Contributor Guide
Help by making the public record cleaner.
Contributions are useful when they improve source coverage, correction quality, duplicate detection, or school metadata without introducing private evidence or unsupported claims.
Ways to Contribute
- Submit a public source for review.
- Request a source-backed correction to an existing record.
- Report a likely duplicate record.
- Suggest a school metadata correction.
- Review methodology gaps, source-type gaps, or coverage gaps.
- Use the Reviewer Queue to find priority review samples.
- Help test downloads, search filters, and generated detail pages.
Accepted Sources
- Government releases, datasets, OCR materials, court records, and public legal filings.
- University statements, annual security reports, public safety notices, and policy notices.
- Campus newspaper reporting, reliable local journalism, and reliable national journalism.
- Nonprofit or civil-rights reports when the methodology and source basis are clear.
Rejected Material
- Private testimony, private screenshots, direct messages, private emails, or anonymous tips.
- Unverified social media-only claims.
- Private contact information or unnecessary names of private individuals.
- Legal conclusions not present in the public source.
- Submissions that ask the project to rank schools by hate, safety, or severity.
Submission Workflow
Use the submit page to prepare a structured packet. The packet can be copied into the appropriate GitHub issue template when the repository is public and ready for outside intake.
- Source submission: `.github/ISSUE_TEMPLATE/source-submission.yml`
- Correction request: `.github/ISSUE_TEMPLATE/correction-request.yml`
- Duplicate report: `.github/ISSUE_TEMPLATE/duplicate-report.yml`
- School metadata correction: `.github/ISSUE_TEMPLATE/school-metadata-correction.yml`
Review Standard
A submission does not become a public record until a reviewer confirms the source URL, school, date, category, affected community, attribution language, verification status, confidence label, and privacy risk.
Correction Standard
Corrections must identify the record ID, the disputed field, the requested change, and a public source supporting the change. Accepted corrections regenerate record hashes, dataset hashes, release notes, source audit metadata, and the public changelog.
Partner and Reviewer Path
Organizations, researchers, journalists, student groups, and civil-rights reviewers can help by reviewing methodology, identifying missing source categories, auditing classification rules, testing the dataset against a narrow research question, or checking whether the Research Guide prevents overclaiming. The Reviewer Brief gives outside reviewers the shortest entry point, and the Trust & Review Packet defines the broader review path. Acknowledgments should appear only after documented review or collaboration.
Reviewer Entry Points
- Methodology review: test inclusion, exclusion, source hierarchy, confidence, and deduplication rules.
- Source audit: check whether source URLs, publishers, dates, and source types remain accurate.
- Classification audit: inspect category and affected-community labels against source text.

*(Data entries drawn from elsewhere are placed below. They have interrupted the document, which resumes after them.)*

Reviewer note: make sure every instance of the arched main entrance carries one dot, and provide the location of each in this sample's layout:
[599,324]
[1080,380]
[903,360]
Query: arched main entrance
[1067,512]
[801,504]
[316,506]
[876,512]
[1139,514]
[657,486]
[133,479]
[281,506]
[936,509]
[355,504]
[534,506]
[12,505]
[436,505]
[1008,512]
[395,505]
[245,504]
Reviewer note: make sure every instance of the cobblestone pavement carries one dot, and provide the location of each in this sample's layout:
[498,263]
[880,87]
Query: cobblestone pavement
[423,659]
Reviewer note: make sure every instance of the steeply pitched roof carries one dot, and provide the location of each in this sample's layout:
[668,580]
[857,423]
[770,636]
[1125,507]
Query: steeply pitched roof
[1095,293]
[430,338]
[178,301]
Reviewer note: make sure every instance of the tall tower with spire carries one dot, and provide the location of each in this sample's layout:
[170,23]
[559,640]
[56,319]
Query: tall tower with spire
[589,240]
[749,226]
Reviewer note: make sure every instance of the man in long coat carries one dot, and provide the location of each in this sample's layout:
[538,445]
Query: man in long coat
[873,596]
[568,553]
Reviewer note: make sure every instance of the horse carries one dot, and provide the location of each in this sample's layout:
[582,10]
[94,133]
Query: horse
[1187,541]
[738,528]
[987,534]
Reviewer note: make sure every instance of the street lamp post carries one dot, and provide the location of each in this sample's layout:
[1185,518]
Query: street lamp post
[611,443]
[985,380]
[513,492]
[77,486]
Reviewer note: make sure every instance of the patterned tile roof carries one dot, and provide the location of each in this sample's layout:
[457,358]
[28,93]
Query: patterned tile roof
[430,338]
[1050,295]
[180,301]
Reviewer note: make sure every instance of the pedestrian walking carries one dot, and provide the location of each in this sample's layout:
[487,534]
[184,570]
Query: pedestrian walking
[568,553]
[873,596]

- Research audit: use the archive for one narrow question and report where the guide or data model fails.
- Research packet: use the Research Workspace to create a citation packet with source URLs and snapshot hash.
- Reviewer brief: send the Reviewer Brief or Markdown packet when asking for outside critique.
- Reviewer checklist: use the GitHub `reviewer-checklist.yml` issue template to document scope, findings, suggested changes, and acknowledgment permission.
- Outreach and acknowledgment rules: see docs/outreach-email.md and docs/partner-acknowledgment-policy.md.
Local Data Workflow
Code or data contributors should read docs/contributing.md, then run `npm run prepare:data` and `npm run check` before proposing dataset changes.
Contributor Rule
If a contribution would make the dataset less public, less neutral, less attributable, or less auditable, it does not belong in the MVP.